My wife and I climbed this in November 2016. As others have said this is a great adventure climb, fantastic views everywhere. Bolts and anchors were in good shape. Bolts are far apart but the climbing was easy; I can't say there was anything on this harder than a 5.5. When we climbed it there was a fine layer of sand on the first pitch that made things a little slippery.
By john harrison
Mar 20, 2017
rating: 5.6 4c 14 V 12 S 4b

Petroglyph approach much more pleasant than key hole approach. Easy 5.5 moves at most. Lots of fine loose sand off the "holds" Run out but easy. Bring second rope for rapping off the two bolt anchors unless you're into rapping off single bolts like the party that followed. Last pitch is a chossy mess w loose rocks to shower on your belayer.
By Jackson Hayes
Mar 25, 2017

Sent this just last week and it was super chill! Not trad though... someone must have come through and bolted the entire route. For the descent, two ropes are definitely needed. My group tried to rap down the 3rd pitch with an 80m rope and came up about 10ft short of the 2nd belay ledge.
By DustinKleckner
Apr 2, 2017

Super fun route. Not hard, but still has enough to keep you on your toes. I brought a few cams and nuts but didn't end up placing any. Despite this I would very much say this is still a "trad" route, since in my book 30+ foot runouts between bolts do not qualify as sport.
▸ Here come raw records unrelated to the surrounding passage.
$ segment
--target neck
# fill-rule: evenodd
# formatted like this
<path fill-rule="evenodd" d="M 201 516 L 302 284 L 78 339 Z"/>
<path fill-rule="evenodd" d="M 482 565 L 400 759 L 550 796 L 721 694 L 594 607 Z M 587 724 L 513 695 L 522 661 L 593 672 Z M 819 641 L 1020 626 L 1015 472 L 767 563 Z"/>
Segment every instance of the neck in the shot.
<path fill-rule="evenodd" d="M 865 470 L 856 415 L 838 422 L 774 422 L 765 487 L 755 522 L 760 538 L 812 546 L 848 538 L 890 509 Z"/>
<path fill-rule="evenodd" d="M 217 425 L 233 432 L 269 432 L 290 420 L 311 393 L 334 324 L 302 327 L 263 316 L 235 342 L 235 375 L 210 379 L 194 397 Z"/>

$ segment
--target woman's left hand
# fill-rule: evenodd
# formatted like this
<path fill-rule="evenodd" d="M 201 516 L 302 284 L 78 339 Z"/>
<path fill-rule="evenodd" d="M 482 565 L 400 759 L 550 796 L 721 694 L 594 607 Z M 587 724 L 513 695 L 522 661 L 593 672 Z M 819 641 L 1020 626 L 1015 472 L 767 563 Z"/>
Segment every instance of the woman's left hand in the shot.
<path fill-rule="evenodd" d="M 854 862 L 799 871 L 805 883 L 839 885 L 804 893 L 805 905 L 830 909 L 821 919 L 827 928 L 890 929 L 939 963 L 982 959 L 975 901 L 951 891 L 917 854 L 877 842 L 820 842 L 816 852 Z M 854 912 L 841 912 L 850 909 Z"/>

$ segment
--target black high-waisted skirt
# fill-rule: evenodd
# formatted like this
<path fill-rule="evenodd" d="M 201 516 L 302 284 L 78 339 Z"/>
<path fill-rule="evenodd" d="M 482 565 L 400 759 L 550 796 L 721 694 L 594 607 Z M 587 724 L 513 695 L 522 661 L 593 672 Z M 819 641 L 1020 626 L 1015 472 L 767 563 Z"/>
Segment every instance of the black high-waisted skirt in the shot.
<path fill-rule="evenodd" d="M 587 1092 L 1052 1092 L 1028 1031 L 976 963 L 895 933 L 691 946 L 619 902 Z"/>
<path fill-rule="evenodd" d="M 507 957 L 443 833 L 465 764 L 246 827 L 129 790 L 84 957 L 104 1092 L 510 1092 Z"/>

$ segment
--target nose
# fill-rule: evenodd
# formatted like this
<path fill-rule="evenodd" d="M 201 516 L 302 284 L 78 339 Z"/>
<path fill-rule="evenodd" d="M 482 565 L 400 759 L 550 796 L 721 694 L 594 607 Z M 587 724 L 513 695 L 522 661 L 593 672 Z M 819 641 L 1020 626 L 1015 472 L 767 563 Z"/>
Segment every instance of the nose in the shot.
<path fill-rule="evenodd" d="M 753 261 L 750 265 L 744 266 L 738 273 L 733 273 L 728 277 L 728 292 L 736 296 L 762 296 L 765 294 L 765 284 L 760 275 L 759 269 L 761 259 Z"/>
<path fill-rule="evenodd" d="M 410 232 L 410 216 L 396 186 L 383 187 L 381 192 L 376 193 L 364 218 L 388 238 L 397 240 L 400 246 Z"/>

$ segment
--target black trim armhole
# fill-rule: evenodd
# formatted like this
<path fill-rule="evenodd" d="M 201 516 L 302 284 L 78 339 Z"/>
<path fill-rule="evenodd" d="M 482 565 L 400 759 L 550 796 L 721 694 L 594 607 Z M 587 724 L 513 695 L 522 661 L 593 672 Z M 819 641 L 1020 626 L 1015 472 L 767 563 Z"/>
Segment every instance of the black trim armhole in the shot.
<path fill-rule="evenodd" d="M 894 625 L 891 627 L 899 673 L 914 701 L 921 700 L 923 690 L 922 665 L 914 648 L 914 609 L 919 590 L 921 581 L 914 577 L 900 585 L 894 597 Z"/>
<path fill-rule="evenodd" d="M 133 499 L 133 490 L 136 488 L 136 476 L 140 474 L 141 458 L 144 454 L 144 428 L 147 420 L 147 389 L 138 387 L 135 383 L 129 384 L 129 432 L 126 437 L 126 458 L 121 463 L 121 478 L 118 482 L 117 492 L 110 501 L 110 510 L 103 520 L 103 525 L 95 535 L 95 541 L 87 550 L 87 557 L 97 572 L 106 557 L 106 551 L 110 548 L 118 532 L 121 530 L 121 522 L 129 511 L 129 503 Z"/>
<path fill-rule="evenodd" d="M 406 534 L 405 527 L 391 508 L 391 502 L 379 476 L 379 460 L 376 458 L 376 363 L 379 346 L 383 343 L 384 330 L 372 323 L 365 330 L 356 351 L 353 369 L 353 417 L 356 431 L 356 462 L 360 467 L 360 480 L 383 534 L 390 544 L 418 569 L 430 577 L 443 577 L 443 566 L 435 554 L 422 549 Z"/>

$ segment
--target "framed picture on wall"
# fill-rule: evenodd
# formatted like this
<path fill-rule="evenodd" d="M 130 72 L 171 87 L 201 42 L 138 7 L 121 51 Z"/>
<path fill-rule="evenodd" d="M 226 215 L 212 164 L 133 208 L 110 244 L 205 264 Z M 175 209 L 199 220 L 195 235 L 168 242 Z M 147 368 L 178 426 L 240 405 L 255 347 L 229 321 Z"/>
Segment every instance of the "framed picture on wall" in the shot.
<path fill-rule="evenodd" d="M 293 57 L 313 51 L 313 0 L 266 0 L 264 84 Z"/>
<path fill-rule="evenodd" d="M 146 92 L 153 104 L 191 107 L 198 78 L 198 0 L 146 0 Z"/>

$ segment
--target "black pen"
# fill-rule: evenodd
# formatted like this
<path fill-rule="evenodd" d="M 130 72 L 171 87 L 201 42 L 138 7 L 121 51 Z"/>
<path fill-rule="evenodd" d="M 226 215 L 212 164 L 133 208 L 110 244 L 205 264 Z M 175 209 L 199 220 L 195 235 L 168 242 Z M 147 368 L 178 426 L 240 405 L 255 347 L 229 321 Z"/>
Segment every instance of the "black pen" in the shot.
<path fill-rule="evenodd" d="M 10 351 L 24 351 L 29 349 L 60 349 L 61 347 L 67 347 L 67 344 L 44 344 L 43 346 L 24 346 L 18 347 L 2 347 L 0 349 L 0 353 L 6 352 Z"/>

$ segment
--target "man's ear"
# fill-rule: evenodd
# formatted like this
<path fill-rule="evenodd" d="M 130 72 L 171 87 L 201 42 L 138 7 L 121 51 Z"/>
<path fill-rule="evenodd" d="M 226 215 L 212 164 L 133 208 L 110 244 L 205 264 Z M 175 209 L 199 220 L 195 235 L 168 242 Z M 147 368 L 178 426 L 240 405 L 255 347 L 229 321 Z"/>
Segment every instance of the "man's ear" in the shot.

Almost all the bolts are in good shape, except for one at the third pitch anchor (the rock has eroded around it near the surface, and you can see it flex if you pull on it). There's a piton a short distance above you that you can use to back up your anchor.
By Kimberly Kay
Apr 20, 2017
rating: 5.6 4c 14 V 12 S 4b R

I made a google map to find the base of the climb and thought I'd share in case anyone else finds it useful. Your GPS should still work even though there's no cellular data there.
The 3rd/4th class slab scramble with our heavy climbing packs was no joke! But definitely added to the adventure. The climb itself was fun and amazing! Around the 4th class scramble someone left their rappel ring and sling around a tree, so since it was getting dark my partner and I used that to rappel down that steep slabby scramble. Definitely saved us a lot of time, but of course check yourself and use the gear that's left behind at your own risk.